Al Teatro Libero di Palermo arriva una rappresentazione teatrale che rappresenta una una lucida e spietata analisi dell’adolescenza. Sono “Wanderlust Teatro” e il “CSS Teatro stabile d’innovazione del FVG” a presentare dal 30 maggio al 1 giugno al Teatro Libero di Palermo alle ore 21.15 “Se non sporca il mio pavimento – un mèlo”. Lo spettacolo, diretto da Giuliano Scarpinato e scritto insieme a Gioia Salvatori, vede in scena Gabriele Benedetti, Michele Degirolamo e Francesca Turrini.

“Se non sporca il mio pavimento – spiega l’autore e regista Giuliano Scarpinato – nasce dal corto circuito tra la cronaca e il mito: è il racconto di un incastro nel limbo dell’adolescenza, dove le identità si offuscano, si distorcono, tardano a sbocciare, dove l’individuo diventa trappola per topi di se stesso e dell’altro”.

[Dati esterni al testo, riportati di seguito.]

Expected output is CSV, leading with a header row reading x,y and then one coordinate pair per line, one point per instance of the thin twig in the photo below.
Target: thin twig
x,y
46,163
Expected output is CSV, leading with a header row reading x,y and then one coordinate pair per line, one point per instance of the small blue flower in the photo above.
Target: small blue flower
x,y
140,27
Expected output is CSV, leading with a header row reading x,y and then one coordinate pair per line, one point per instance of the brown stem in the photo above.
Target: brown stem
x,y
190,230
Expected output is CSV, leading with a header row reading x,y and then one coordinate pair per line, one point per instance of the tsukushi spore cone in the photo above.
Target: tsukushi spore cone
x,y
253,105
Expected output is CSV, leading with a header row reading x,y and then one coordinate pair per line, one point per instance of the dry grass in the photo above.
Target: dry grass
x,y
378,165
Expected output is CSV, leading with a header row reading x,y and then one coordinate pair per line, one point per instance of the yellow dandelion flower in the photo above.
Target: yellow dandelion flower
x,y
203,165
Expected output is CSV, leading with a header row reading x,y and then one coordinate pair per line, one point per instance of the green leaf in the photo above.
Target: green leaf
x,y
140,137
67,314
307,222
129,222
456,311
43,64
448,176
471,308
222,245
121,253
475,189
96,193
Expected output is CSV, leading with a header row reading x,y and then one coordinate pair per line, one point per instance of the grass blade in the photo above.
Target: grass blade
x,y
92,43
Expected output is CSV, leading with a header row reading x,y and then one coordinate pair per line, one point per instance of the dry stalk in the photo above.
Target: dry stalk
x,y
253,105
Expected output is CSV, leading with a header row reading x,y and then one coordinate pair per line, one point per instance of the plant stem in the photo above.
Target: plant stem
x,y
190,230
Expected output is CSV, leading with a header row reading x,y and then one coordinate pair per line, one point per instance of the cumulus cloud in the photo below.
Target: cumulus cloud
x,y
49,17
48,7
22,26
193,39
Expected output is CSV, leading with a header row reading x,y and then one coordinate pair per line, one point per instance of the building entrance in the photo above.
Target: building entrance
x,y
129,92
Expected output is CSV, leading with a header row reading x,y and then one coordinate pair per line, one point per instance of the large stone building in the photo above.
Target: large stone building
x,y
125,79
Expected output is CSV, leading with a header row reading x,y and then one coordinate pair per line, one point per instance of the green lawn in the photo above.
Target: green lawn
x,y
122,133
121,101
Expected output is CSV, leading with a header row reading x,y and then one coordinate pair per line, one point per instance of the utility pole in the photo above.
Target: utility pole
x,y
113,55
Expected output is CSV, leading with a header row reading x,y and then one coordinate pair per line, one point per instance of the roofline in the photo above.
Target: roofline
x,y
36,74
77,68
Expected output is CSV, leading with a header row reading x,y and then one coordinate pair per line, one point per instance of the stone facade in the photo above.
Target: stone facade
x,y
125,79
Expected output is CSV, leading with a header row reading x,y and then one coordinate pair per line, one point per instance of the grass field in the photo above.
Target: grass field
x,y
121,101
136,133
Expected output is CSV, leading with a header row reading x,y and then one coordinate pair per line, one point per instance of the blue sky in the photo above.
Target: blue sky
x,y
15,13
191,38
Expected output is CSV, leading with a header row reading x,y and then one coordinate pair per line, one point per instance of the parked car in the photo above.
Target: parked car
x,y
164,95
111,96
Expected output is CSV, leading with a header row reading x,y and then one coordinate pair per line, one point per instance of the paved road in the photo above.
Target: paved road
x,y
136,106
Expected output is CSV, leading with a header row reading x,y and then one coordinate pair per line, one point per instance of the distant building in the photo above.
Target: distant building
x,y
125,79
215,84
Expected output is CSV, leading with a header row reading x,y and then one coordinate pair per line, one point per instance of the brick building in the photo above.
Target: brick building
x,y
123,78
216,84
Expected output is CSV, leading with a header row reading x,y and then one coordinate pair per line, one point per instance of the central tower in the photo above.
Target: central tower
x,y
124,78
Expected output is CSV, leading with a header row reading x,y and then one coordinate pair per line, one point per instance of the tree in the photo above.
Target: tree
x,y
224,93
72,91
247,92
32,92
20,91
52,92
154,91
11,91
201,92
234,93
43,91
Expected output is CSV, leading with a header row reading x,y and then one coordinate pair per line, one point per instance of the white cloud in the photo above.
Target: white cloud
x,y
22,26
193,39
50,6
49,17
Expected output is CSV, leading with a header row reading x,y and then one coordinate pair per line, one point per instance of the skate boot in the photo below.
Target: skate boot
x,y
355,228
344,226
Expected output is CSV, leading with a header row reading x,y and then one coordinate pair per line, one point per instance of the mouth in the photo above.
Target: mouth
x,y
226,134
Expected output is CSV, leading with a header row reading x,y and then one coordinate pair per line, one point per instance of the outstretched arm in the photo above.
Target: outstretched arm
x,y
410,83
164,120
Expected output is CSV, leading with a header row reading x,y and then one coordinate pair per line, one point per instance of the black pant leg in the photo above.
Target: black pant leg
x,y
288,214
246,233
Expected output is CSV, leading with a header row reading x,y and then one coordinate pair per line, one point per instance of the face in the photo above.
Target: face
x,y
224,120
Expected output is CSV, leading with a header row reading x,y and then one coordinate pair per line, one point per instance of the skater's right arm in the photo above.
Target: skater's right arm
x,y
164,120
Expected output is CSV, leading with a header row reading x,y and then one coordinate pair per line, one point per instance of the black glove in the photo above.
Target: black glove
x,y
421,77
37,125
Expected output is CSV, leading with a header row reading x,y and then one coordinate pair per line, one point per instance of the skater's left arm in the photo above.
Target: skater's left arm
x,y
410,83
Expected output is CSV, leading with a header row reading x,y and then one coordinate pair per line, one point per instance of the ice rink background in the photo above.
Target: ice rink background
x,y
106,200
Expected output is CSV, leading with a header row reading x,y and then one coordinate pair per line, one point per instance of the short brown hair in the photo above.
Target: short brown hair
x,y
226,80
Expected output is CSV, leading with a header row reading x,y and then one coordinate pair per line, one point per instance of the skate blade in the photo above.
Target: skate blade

Lo spettacolo trae le mosse da un fatto di cronaca nera: l’assassinio di Gloria Rosboch, insegnante quarantanovenne sparita nel nulla a Castellamonte nel  gennaio 2016 e tempo dopo trovata morta, strangolata dall’ex allievo Gabriele Defilippi e dal suo amante e complice Roberto Obert. “I protagonisti dello spettacolo – prosegue Scarpinato –  sono una donna-bambina di mezza età che vive in casa con gli anziani genitori, un adolescente dalle dodici diverse identità social in grado di manipolare chiunque gli capiti a tiro e un parrucchiere di cinquantaquattro anni dalla personalità labile”. Personaggi sospesi tra la realtà e la finzione, all’interno delle cui personalità Scarpinato scava senza sosta per giungere alle loro più intime radici. Ecco che il mito di Eco e Narciso, narrato nelle Metamorfosi di Ovidio, si sovrappone alla cronaca: un inaspettato cortocircuito.